Жаркое пламя прогорело быстро, и снова тьма обступила двор. С улицы слышались голоса славильщиков: «Христос народился — весь мир просветлился!..»
Скоро они начали стучать и в ворота городовых казаков, звонко петь под окнами, на крыльце: им выносили сало, корчаги с медом... со всем, что стояло на широких столах и манило после Рождественского поста. Но хотя столы были накрыты, к ним никто не присаживался — ждали утреннего колокольного благовеста.
Якимка принимал во всем живейшее участие. Он был потрясен и пылающим снопом, и тем, что в доме, обычно замиравшем с закатом солнца, никто не спал. Хлопали двери, топали пришедшие в ожидании богатого разговления слуги. Но пока праздник еще не набрал мощи, пока еще говорили вполголоса, как было принято в семейном домостройном быту.
Якимка никак не мог уснуть. Все вскакивал, выбегал босой в горницу и спрашивал: «Скоро звонить начнут?», потому что с этим связывал не только получение подарков, но и праздник вообще.
Женщины и девочки-сестры отмахивались от него — белились-румянились. Деда не было — ушел держать караулы на улицах.
Ермак, бывший не у дел, унес Якимку к себе и качал на руках, укутав в одеяло. Но Якимка вертелся и высовывался, не желая спать, как гусеница из кокона. Его уже тянуло на слезы от перевозбуждения, а Ермак, как назло, думал о чем-то своем.
— Крестный! — сказал Якимка. — Что ты все молчишь! Хоть сказку скажи, а то я реветь буду.
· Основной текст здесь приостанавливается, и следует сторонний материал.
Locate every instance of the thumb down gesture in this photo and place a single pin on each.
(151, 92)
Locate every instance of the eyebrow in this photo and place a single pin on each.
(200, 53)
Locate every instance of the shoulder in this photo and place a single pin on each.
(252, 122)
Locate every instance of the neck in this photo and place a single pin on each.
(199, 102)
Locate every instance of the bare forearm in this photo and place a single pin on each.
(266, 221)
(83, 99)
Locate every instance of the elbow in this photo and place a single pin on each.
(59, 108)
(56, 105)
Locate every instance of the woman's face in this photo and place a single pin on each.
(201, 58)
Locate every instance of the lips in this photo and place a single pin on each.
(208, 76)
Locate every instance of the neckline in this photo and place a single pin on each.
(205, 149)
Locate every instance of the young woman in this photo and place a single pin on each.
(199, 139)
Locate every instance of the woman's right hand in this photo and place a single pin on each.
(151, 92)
— Ну, сказку так сказку... — тряхнув кудрями, сказал атаман. — Вот, слушай. Раз шел волк — половодье из логова выгнало. Голодный, страшный. Три дня ничего не ел, живот к спине прирос. Степь вся затоплена — овраги водой полны. У волка от сырости ноги болят, ноет нога перебитая, спина, стрелой траченная. ..
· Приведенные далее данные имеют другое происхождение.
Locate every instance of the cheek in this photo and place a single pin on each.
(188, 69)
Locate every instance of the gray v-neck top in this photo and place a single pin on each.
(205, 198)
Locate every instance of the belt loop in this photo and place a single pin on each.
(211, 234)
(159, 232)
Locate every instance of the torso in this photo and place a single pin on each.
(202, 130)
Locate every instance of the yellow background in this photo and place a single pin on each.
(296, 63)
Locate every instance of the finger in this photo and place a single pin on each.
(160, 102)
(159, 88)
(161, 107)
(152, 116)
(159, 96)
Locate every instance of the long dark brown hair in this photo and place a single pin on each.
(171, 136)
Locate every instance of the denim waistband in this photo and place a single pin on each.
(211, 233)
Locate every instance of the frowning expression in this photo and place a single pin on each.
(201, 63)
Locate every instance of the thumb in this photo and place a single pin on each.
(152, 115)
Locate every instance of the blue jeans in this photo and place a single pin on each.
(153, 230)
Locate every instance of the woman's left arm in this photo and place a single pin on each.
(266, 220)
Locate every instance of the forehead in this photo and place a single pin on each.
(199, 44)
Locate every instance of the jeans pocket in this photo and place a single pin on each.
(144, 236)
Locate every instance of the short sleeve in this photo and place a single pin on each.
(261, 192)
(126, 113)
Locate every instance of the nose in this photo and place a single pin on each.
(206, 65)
— Бедный волк! — сказал Якимка. — Тебе его жалко?
— Жалко. Дальше слушай. Вот бежит собака — хвост бубликом — веселая! «Здорово, волчок!» — «Здорово». — «Гдей-то ты ходишь, где гуляешь?» — «Пропитания ищу. Может, кость какую найду; может, мышами пообедаю». — «Фу, мерзость какая! — говорит собака. — Это все потому, что ты, волчок, не служивый! Был бы ты служивый, шло бы тебе жалование — горя бы не знал». — «Как это?» — «Я вот у хозяина живу — двор стерегу!» — «И я бы мог!» — «Я вот овец пасти помогаю», — говорит собака. «И я бы мог. Разлюбезное дело». — «На охоту хожу». — «Да лучше нас, волков, и охотников нет!» — «А за то меня хозяин кормит. Конуру построил, а хозяйка то косточку бросит, то потрошков каких...» — «Собака, собака! Определи и меня на службу, — говорит волк, — старый я стал по степям да лесам таскаться... Я отслужу!» — «Да с дорогой душой! — собака отвечает. — Будем вместе жить. Конура у меня просторная, на первых порах поместимся, а потом, ежели твоя служба хозяину понравится, он тебе новую сделает. Только служи!» — «Веди!» — говорит волк. Вильнула собачонка хвостом, побежала, и волк за ней поплелся. «Собака, собака, — говорит, — а что это у тебя хвост повыдранный?» — «А это, — говорит собака, — один мальчик, Якимка, меня за хвост таскал!»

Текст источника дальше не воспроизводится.